市販薬を使う場合も、一度で芯が取り除けないこともあるので、無理に取ろうとしないようにします。もし、市販薬を使っても、なかなか魚の目の痛みが改善しない場合は、医師に相談するようにしましょう。

病院での一般的な治療法

※魚の目の病院での診断や、詳しい治療法については、『魚の目(うおのめ)の病院での診断と治療方法』で、また、治療にかかる期間や治療中の痛みについては、『魚の目(うおのめ)を除去するのにかかる期間や痛みについて』でも解説しています。

魚の目は子供にもできる?

そもそも魚の目は、足の裏や足指にできる硬い皮膚病変で、通常は大人にできます。足の皮膚の一部分に、圧迫や摩擦などの機械刺激が長期間にわたって繰り返し加わり続けると、これ以上ダメージを受けないように皮膚表面の角質層が厚く硬くなって、芯を持つようになります。こうした「魚の目のできるメカニズム」から考えても、まだ足の皮膚が比較的やわらかい9歳以下の小さな子供の場合は、魚の目はできにくいと言えます。

実際、子供の足にできる魚の目のようなものはウイルス性のイボであることが多く、正式には「尋常性疣贅(じんじょうせいゆうぜい)」と言い、ヒトパピローマウイルスというウイルスの感染によってできます。

※子供の足にできた魚の目状のできものについて、見分け方や対処法は、『子どもは要注意!魚の目(うおのめ)と間違えやすいウイルス性のイボとは?』をご覧ください。

本当に魚の目なのかよく確認を

魚の目のセルフケアで、もう1つ注意しなくてはならないのが、本当に魚の目かどうかをよく確認するということです。

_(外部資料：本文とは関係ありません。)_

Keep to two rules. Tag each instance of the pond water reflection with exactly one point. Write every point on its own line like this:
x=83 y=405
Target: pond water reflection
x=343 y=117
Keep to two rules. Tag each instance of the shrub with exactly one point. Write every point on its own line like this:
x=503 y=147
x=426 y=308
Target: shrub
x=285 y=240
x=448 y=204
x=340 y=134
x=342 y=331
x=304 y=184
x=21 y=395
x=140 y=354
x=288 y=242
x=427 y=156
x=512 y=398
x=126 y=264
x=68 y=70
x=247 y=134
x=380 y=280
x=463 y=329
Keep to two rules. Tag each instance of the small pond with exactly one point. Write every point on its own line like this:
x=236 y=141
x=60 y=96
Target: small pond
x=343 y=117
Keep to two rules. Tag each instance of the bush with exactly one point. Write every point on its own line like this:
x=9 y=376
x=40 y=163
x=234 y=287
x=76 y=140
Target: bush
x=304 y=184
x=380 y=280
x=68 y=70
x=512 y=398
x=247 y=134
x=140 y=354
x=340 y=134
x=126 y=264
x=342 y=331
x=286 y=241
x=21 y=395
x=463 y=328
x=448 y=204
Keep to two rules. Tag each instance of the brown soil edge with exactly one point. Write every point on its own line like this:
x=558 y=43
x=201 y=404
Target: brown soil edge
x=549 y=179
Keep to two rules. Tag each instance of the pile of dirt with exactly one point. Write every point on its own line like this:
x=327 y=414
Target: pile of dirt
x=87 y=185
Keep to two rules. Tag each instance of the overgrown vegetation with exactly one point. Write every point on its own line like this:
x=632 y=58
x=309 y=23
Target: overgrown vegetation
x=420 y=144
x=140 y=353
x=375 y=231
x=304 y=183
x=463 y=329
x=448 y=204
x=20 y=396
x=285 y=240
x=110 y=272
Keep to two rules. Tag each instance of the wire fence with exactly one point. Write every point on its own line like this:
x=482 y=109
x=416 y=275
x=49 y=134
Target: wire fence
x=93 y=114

というのも、症状が似た足の病変に、ウイルス性のイボである「尋常性疣贅(じんじょうせいゆうぜい)」があるからです。

魚の目は角質なので、やわらかくして削れば出血しませんが、イボは皮膚が盛り上がっているだけなので、削ると、点々と赤い出血があります。また、ウイルスがひろがると、ほかの部分にも、イボができてしまうこともあります。

魚の目は、通常、大人の足の裏や足指にできる5〜7mm程度の硬い角質の塊で、中心に芯があるのが特徴です。そして、圧迫や摩擦によってできるので、骨が出っ張っている部分によくできます。

それに対して尋常性疣贅は、数mmから1cmくらいまでの大きさで、表面が硬くごつごつして盛り上がっています。基本的には、痛みやかゆみがありませんが、中には押すと痛いものもあります。また、小さな傷口からウイルスが侵入することでできるので、外傷を受けやすい場所なら、どこにでもできる可能性があります。

このように、尋常性疣贅は、魚の目と見た目が違いますが、小さくて痛いものだと、区別がつきにくいこともあるようです。自分では判断がしづらかったり、魚の目のセルフケアをしてもなかなか治らなかったりする場合は、やはり病院を受診しましょう。